The creative arts, particularly film, have an unlimited albeit untapped potential to be a primary source of direct investment – foreign and local – as well as provide exports for the nation, Yofi Grant, Ghana Investment Promotion Centre (GIPC) CEO, has said.
He therefore urged film-makers to take advantage of renewed local-content interest, the success of other similar ventures, and interconnectedness of the world through digital platforms to generate quality content that will rake-in good foreign exchange.
“With the quality of scripts and content we are seeing, if we put our shoulders to the wheel we will see major investments. People are willing to engage, and if we create the opportunity for them and a conducive ecosystem, they will do so.
“We are already hearing excitement from specific investors looking to put money at every point in the production value-chain, and we hope our creatives are able to take advantage of this,” he said to the B&FT on sidelines of the Pitch Series selection event jointly organised by the GIPC and National Film Authority (NFA).
To Mr.
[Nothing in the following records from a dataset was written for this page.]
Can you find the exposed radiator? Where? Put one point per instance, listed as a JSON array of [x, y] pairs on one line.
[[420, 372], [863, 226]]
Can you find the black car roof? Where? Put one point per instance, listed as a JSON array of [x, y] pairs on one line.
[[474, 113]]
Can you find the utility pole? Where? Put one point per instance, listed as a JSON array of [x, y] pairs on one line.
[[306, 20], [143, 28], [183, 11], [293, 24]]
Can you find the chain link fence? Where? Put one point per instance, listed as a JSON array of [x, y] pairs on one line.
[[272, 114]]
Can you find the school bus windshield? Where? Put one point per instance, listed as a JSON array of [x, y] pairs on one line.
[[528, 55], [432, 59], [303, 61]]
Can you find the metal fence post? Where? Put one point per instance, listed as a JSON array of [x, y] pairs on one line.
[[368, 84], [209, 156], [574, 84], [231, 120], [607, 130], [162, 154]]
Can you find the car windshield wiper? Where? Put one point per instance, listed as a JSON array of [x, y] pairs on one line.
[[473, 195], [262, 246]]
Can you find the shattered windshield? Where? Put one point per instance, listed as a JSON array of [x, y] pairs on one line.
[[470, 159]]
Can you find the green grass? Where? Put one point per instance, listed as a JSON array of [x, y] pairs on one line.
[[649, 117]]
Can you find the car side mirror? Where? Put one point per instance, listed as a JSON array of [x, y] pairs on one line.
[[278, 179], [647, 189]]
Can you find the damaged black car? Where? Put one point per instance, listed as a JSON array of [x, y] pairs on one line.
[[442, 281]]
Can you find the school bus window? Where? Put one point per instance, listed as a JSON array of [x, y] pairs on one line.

Grant, with rising urbanization, an increasing young demographic, and the expanding and emerging middle-class, quality content will be backed by investment which could see private equity and venture capital flow freely into the industry.
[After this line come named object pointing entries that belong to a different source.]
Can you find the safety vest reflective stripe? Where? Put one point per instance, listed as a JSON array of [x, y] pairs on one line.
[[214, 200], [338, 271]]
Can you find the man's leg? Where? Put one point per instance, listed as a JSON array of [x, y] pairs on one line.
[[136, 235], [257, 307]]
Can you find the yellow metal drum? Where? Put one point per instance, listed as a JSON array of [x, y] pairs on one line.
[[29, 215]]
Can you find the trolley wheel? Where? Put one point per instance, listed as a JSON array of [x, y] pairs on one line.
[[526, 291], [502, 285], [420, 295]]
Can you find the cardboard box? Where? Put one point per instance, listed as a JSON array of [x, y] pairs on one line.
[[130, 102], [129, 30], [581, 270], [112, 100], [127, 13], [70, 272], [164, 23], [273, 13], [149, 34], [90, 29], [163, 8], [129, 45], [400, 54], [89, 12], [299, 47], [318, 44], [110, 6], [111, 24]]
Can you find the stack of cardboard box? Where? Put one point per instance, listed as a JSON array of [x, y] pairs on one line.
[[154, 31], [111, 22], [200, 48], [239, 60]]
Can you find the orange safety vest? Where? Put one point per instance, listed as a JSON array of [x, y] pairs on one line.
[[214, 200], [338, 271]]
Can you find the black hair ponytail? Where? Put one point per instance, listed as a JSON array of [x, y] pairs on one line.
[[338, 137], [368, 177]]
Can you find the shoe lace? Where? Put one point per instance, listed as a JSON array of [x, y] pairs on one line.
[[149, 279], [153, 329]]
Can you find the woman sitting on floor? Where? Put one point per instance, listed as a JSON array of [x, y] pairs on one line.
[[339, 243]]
According to a 2018 report, Framing the Shot: Key Trends in African Film, if Sub-Saharan Africa were to follow the example of Asian giants India and China, and broadly invest in cinema infrastructure, it could achieve annual box office revenues of US$1.5billion to US$2billion – and Ghana is primly positioned to tap into the market.
On her part, Executive Secretary of the NFA Juliet Yaa Asantewaa Asante disclosed that the NFA is working on the Local Content bill, under supervision of the Ministry of Tourism, Art and Culture.
She added that when passed into law, this will ensure a percentage of Prime Time content, especially on television, will be local. “This bill,” she said, “will ensure that content makers get opportunities and jobs by making more content for television and other platforms.”
In view of this, she noted, the Pitch Series has been launched to raise the profile of local film makers and find opportunities for them while attracting foreign investment as well as co-productions and opportunities into the film sector to position Ghana as a film-hub in the region.
“The NFA Pitch is a pipeline facilitation project aimed at improving the entire value-chain of the film sector pipeline by taking projects from start to finish within and down the value chain – from the development stage to identifying investments and ultimately marketing and distribution of selected projects,” she added.
She also implored participants to take matters of plagiarism and contractual obligations seriously, as they are often neglected by players in the creative arts – often with dire consequences. The initiative, with support from the Ministry of Tourism, Arts and Culture and Multichoice Ghana, will see six projects out of 25 – from an initial pool of 100 – produced for media consumption.